The standard critique of Blair from the left is that he was a crypto-Tory. If Bower is to be believed, his failing was more basic than that: he didn't have strong or clear enough beliefs to be a crypto-anything. When he came to power, he was disturbingly ignorant of, or uninterested in, high-profile policy areas like the economy, the NHS and immigration. The only exception seems to have been education, which he did know something about but was nevertheless slow to reform. His overall record was, according to Bower, insubstantial.
The big exception to this pattern of dilettantism, of course, was Iraq. Blair really found himself in Iraq. His messianic ambitions to change the world through military force can be traced back to his first term of office, although they had been typically unfocused and uninformed ("I know we have an army, navy and air force," he told the Chief of the Defence Staff, "but I don't know any more"). After 9/11, there was a step change. Blair turned his back on his elected Cabinet ministers and went all in with the Bush Administration. Of course, it all ended in disaster, with an underfunded army struggling to rein in a brutal sectarian civil war. But Blair has been slow to show remorse for his decisions. Bower is not impressed with his performance in front of Chilcot.
The book also confirms what we largely already knew, namely that the one real obstacle to Blair within his government was his powerful but dysfunctional Chancellor. Gordon Brown ran the Treasury as a personal fiefdom and showed anger and contempt towards Blair and anyone else who got in his way. Blair's attitude towards him was one of uncharacteristic nervousness and insecurity. He tried to avoid dealing with him. Luckily for Blair, Brown ended up being saddled with the blame for the financial crisis which had gestated on the younger man's watch.
Since leaving office, Blair has apparently taken to calling himself Britain's "most successful prime minister" and cultivating a grudge against people who fail to appreciate his special talents. He has famously given free rein to his ingrained fascination with money - both making it and associating with people who have it. The man himself protests that he does a large amount of unpaid work, but Bower sees things differently. The closest that Blair has had to a real political job, beyond advising various dictators, was his time as the West's peace envoy to the Middle East. This was a notorious failure, although Bower does acknowledge that this was in part because the Americans didn't give him sufficient backing.

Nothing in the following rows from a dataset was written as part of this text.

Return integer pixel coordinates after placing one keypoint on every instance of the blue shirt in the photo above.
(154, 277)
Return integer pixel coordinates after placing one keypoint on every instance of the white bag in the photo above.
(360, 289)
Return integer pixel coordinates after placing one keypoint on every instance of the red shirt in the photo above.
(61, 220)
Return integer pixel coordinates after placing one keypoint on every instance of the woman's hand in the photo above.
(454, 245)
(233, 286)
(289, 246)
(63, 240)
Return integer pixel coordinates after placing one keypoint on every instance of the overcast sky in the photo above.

Bower has left us an extremely full and well researched account of the Blair years - the book is comprehensive to the point where the detail compromises its readability. It has to be said that Bower's own biases against Blair's politics - Bower is squarely a man of the conservative right - are fully on show. His treatment does not claim to be balanced, and he seems unwilling to grant that Blair had any positive achievements at all. There is something amiss when an author attacks Tony Blair's judgement and yet appears to believe that Alan Milburn was prime ministerial material. Nevertheless, if this book is a case for the prosecution, it is one that Blair's defenders must meet.